From Coq Require Import Vectors.Vector.
From CryptolToCoq Require Import SAWCoreScaffolding.
From CryptolToCoq Require Import SAWCoreVectorsAsCoqVectors.
Import VectorNotations.

(** Post-preamble section specified by you *)
From CryptolToCoq Require Import SAWCorePrelude.
From CryptolToCoq Require Import SAWCoreBitvectors.
From CryptolToCoq Require Import SpecMExtra.


(** Code generated by saw-core-coq *)

Module Blah.

Definition __x22D__x22 : SAWCoreVectorsAsCoqVectors.Vec (SAWCoreVectorsAsCoqVectors.bvToNat 64 (intToBv 64 2%Z)) (SAWCoreVectorsAsCoqVectors.Vec 32 Coq.Init.Datatypes.bool) :=
  SAWCorePrelude.genBVVecFromVec 2 (SAWCoreVectorsAsCoqVectors.Vec 32 Coq.Init.Datatypes.bool) [intToBv 32 0x1b%Z; intToBv 32 0x2a%Z] (intToBv 32 0%Z) 64 (intToBv 64 2%Z).

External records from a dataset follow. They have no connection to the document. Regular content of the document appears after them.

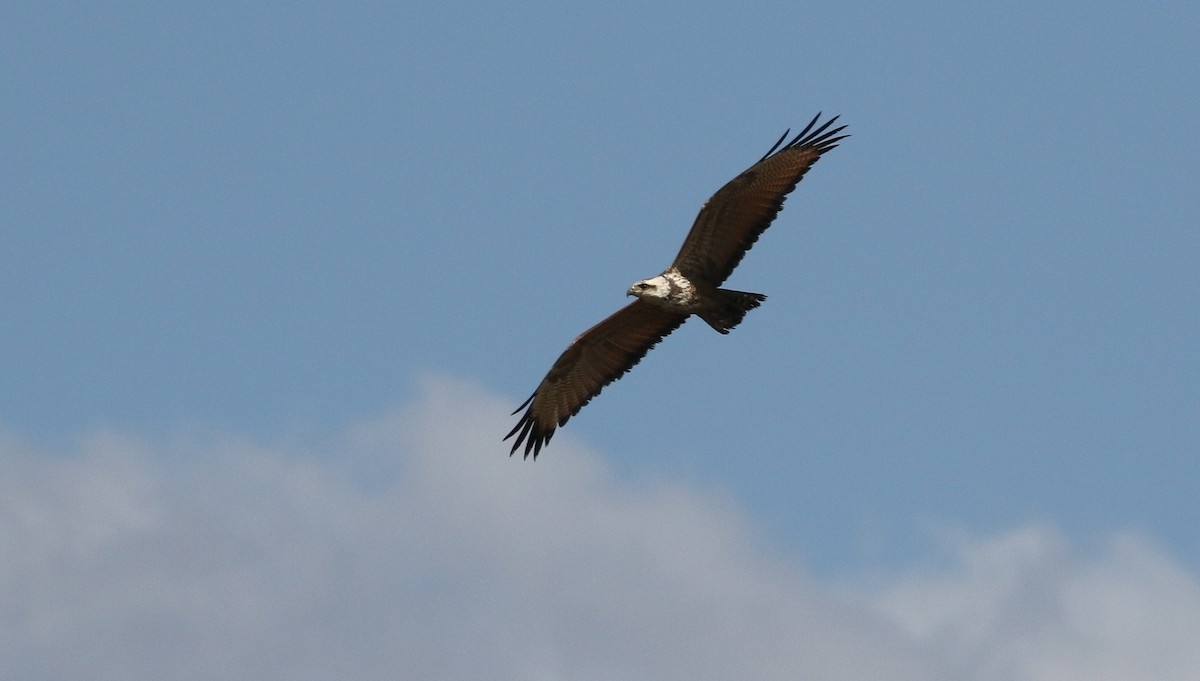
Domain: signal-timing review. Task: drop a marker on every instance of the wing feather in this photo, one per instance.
(733, 218)
(599, 356)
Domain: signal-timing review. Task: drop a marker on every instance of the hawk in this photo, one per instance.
(727, 226)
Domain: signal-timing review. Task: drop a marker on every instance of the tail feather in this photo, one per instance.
(729, 308)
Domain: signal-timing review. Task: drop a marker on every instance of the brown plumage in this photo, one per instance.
(727, 226)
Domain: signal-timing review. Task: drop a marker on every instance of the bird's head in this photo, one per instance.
(653, 288)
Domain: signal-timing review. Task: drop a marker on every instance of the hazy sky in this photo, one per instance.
(273, 277)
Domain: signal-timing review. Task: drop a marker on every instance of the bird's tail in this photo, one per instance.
(729, 308)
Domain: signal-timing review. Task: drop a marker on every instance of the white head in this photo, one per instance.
(655, 288)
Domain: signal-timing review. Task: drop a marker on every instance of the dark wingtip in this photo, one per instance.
(529, 433)
(822, 138)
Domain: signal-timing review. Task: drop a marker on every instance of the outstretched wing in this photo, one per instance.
(731, 221)
(599, 356)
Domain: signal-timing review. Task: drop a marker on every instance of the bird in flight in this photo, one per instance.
(727, 226)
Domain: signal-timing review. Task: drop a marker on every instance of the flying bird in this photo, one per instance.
(727, 226)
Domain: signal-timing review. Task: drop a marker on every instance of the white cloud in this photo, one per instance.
(414, 548)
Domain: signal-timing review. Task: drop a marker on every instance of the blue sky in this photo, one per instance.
(269, 228)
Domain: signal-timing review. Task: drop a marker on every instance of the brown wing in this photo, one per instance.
(731, 221)
(599, 356)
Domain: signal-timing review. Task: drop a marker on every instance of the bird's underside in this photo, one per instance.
(727, 226)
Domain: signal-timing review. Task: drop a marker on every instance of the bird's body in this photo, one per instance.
(727, 226)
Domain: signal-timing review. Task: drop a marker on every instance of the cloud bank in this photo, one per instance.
(413, 548)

Definition __x22E__x22 : SAWCoreVectorsAsCoqVectors.Vec (SAWCoreVectorsAsCoqVectors.bvToNat 64 (intToBv 64 2%Z)) (SAWCoreVectorsAsCoqVectors.Vec 32 Coq.Init.Datatypes.bool) :=
  __x22D__x22.

Definition f__frame : @Coq.Init.Datatypes.list SpecM.LetRecType :=
  @Coq.Init.Datatypes.cons SpecM.LetRecType (SpecM.LRT_Ret (SAWCoreVectorsAsCoqVectors.Vec 32 Coq.Init.Datatypes.bool)) (@Coq.Init.Datatypes.nil SpecM.LetRecType).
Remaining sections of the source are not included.